Per tenere aperta la circolazione, racconta Viel, si usano le quattro fasi della dottrina Nato della contro-insurrezione: «Si comincia con lo Shaping: ricognizioni, contatti con la popolazione, raccolta di informazioni. Poi si va al Clear, cioè impedire agli insorti la libertà  di movimento. È la parte più cinetica». Questa parola è l’ultima passione dei militari: vuol dire semplicemente che si usano le armi, ma nel gergo ufficiale ogni riferimento all’uso della violenza sparisce. «Old è la terza fase: consolidamento di ciò che si è ottenuto, osservazione e controllo. Infine, Build: operazioni rivolte ai civili, sostegno e aiuti umanitari».
Insomma, per tenere libera la regione bisogna costruire il consenso, cioè conquistare “cuori e menti” della popolazione. Servono gli incontri con la Shura, l’assemblea dei saggi, o i progetti di piccole opere preziose, pozzi, scuole. E l’ambulatorio, dove Rosanna Annecca e Luca Interisano, medici della “Sassari”, si affaccendano su Iwaz, nato prematuro da una ragazza di 16 anni che non è sopravvissuta al parto. «Ce la farà : i bambini di qui sono fortissimi», sorride Interisano.

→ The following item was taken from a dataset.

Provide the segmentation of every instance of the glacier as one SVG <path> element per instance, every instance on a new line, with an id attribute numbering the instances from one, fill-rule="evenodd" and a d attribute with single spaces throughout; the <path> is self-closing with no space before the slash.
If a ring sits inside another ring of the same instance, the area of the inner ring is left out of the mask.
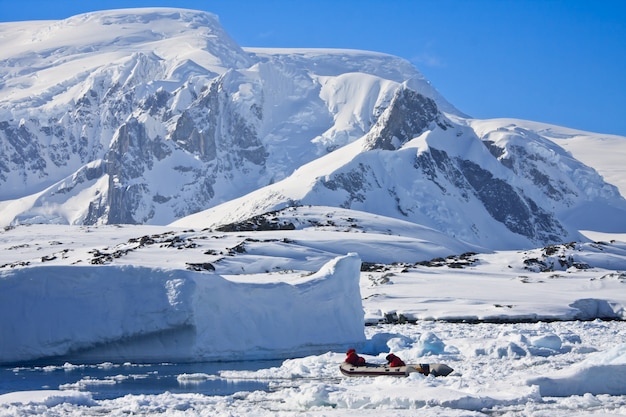
<path id="1" fill-rule="evenodd" d="M 619 161 L 599 159 L 626 139 L 472 119 L 398 57 L 241 47 L 174 8 L 0 32 L 0 225 L 214 227 L 316 205 L 494 250 L 626 230 Z M 565 150 L 581 141 L 598 158 Z"/>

E i piccoli abitanti di Bala Murghab, che prima scappavano al passaggio delle pattuglie sui blindati Lince, adesso si fermano e fanno il saluto militare. «I “sassarini” hanno sempre conquistato la gratitudine della gente, da Asiago all’Afghanistan», taglia corto Andrea Alciator, decano della Brigata e tutore della memoria. La storia si ripete alla rovescia: nella guerra del ‘15-‘18, la Sassari combatteva sulle trincee del Monte Zebio per chiudere la strada che serviva al nemico austriaco per i rifornimenti. Oggi sorveglia che resti aperta la via che garantisce il futuro all’Afghanistan. «Allora c’erano uniformi inadatte, scarpe leggere, viveri che non arrivavano», racconta Alciator. Oggi negli avamposti spuntano visori notturni e droni di sorveglianza computerizzati. Nemmeno il freddo è più quello di un tempo: fra i sacchi di sabbia si affaccia la bocchetta del riscaldatore a gasolio, che spinge aria calda sulle sentinelle. Solo il fango denso, cocciuto, colloso, è rimasto lo stesso di cento anni fa.